Really. I mean it. It has to stop. Now.

Wait. Did I mention what I was talking about? No? Okay. I'll say it. Gaucho pants. Yes. Gaucho pants. Now, I don't care that they're trendy and were on all the catwalks in Milan last year. I don't care that perfectly reputable stores and brands are marketing these frankenstein creations. I don't care that you think they look kicky with boots. They don't. They're abominations.

I'll come clean. I did have a pair of gaucho pants. When I was about nine. In third grade. Yes, they were denim. I begged and begged for them, and damn, I thought I was the shit in them. And I wore them for a year, and then they went out of fashion. Thank god. But I was...you know...nine.

I see perfectly respectable women in my building wearing gaucho suits. Trotting along in their pointy toe pumps (a rant for another time, because GOD they look uncomfortable, not to mention making someone with a size ten shoe size look like Sideshow Bob), and their...gaucho suits. I spotted a pair on The Apprentice last week, and no, it wasn't the fashion forward Alla who was wearing them.

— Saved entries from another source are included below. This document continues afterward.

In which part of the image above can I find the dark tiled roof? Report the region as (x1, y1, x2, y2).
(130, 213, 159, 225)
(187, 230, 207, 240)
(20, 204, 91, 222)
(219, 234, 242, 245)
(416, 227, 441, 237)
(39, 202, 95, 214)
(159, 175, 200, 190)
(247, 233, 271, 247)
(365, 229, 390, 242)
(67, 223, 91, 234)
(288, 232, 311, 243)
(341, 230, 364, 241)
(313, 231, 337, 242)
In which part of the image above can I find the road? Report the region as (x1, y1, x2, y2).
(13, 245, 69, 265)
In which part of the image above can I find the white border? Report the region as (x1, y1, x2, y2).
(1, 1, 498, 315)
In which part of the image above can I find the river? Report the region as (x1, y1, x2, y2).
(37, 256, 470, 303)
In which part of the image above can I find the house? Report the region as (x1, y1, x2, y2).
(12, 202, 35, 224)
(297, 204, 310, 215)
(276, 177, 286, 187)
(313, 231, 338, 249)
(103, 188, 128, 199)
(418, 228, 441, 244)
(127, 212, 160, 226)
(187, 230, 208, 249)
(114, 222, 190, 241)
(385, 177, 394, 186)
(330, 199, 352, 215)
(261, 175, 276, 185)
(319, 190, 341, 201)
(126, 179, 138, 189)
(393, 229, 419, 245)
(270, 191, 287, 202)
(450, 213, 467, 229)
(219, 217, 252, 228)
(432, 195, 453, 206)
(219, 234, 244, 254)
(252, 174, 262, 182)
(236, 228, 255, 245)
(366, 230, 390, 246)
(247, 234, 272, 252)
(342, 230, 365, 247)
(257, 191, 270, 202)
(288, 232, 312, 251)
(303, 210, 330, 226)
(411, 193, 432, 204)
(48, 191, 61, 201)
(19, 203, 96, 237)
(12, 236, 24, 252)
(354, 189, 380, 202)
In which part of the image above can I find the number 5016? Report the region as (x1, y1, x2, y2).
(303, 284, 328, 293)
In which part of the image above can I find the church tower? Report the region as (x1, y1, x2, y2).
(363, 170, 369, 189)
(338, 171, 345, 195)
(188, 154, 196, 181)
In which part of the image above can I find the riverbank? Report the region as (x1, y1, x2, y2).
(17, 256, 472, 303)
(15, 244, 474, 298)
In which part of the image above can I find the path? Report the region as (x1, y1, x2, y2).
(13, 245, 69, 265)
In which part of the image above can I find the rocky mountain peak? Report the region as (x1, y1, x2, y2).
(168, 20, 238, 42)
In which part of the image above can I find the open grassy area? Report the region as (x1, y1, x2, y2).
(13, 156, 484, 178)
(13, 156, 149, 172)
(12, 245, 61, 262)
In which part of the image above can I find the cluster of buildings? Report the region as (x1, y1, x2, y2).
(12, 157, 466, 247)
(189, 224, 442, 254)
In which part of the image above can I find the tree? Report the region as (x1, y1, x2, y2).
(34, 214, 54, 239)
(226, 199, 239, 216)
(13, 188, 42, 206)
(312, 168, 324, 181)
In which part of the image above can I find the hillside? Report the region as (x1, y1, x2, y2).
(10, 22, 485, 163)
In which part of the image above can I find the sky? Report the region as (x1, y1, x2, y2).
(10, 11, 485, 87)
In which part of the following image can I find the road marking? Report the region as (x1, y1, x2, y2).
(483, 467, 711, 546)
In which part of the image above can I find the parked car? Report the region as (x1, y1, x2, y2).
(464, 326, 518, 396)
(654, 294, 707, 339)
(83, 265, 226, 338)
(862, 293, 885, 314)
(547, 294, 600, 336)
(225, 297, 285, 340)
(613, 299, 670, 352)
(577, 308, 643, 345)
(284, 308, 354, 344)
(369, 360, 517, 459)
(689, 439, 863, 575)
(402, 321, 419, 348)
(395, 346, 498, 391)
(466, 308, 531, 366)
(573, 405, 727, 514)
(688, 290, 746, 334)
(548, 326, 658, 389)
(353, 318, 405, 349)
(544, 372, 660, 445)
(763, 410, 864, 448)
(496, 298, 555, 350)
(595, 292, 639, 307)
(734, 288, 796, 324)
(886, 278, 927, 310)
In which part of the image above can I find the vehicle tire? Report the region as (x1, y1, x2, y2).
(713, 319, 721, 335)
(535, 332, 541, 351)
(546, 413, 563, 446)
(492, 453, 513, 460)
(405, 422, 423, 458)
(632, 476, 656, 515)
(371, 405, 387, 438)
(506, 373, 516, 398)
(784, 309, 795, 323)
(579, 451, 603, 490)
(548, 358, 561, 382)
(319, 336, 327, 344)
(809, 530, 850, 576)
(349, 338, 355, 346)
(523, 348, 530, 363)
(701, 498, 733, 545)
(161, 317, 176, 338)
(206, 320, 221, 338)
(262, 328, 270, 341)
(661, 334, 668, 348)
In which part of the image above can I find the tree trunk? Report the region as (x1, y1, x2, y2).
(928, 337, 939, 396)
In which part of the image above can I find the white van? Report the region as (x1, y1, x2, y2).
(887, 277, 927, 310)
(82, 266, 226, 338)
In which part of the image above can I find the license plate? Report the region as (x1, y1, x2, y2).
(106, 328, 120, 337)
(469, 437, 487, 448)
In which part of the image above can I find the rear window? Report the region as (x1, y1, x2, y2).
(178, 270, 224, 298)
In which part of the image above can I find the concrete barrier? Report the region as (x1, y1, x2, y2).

I want to go to these women and ask, "Oh my god, did the dry cleaners shrink your pants?" Because that's what it looks like. And I'm honestly not sure which kind are worse: the ones that pretend that they're pants that, oops! accidentally got cut off at the knee, or the ones that are flowy and try to pretend that they're also skirts. I will say this, they all look bad on everybody. I realize that seventies fashions are back in, but really, this is one trend that could have gone unrevived, and I would have died a happy woman.

I mean, seriously. Capris I can deal with, but what's next? Jodhupurs?